# Shredding



## Kacu

Wie ktoś co to znaczy?

"If you're shredding with another biker, it doesn't| matter if you share a language."


Jeśli ... to bariera językowa nie ma znaczenia. Czy się mylę?? 

Zdanie jest w kontekście wspólnej jazdy na rowerze.


----------



## Thomas1

Zastanawiam się, czy może tu chodzić o wspólną jazdę, zwłaszcza ostrą, agresywną. Spójrz na drugą definicję w tym słowniku. Co do drugiej części zdania, to mam wątpliwości, bo wynika z niej coś zupełnie odwrotnego do tego, co napisałeś.


----------



## BezierCurve

Zobacz tutaj, druga odpowiedź.


----------



## LilianaB

Kacu said:


> Wie ktoś co to znaczy?
> 
> "If you're shredding with another biker, it doesn't| matter if you share a language."
> 
> 
> Jeśli ... to bariera językowa nie ma znaczenia. Czy się mylę??
> 
> Zdanie jest w kontekście wspólnej jazdy na rowerze.
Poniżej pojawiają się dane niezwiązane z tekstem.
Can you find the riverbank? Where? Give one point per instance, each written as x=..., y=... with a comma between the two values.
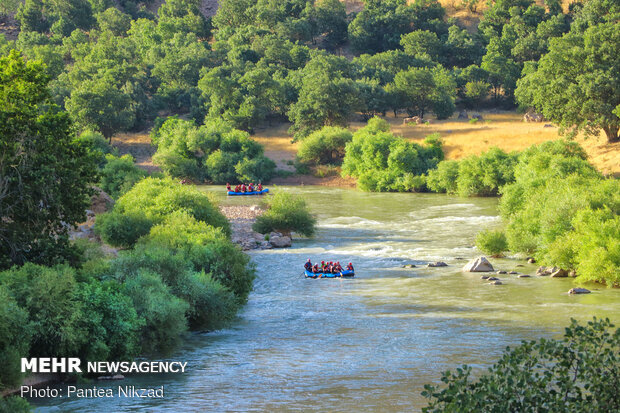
x=241, y=219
It just means riding, having fun. It does not have anything to do with language. (slang, or bikers jargon).


----------



## Kacu

Czyli można to przetłumaczyć jako:

"Jeśli dobrze się bawisz z innymi (rowerzystami), język nie ma znaczenia."


----------



## BezierCurve

A pewnie; dla mnie OK.


----------



## Thomas1

Inne propozycje:
Jeśli dobrze Ci się jeździ z innymi...
Jeśli jeździsz z innymi i masz/czerpiesz z tego przyjemność...
Język nie ma znaczenia, ważne (jest), że jeździcie razem i że sprawia wam to przyjemność.

PS: wydaje mi się, że tłumaczenie drugiej części z pierwszego postu jest jednak OK.


----------



## Kacu

Ok. Dzięki za pomoc.


----------



## Thomas1

Natknąłem się jeszcze na "śmigać", które też mogłoby pasować w tym kontekście (zob. tu).


----------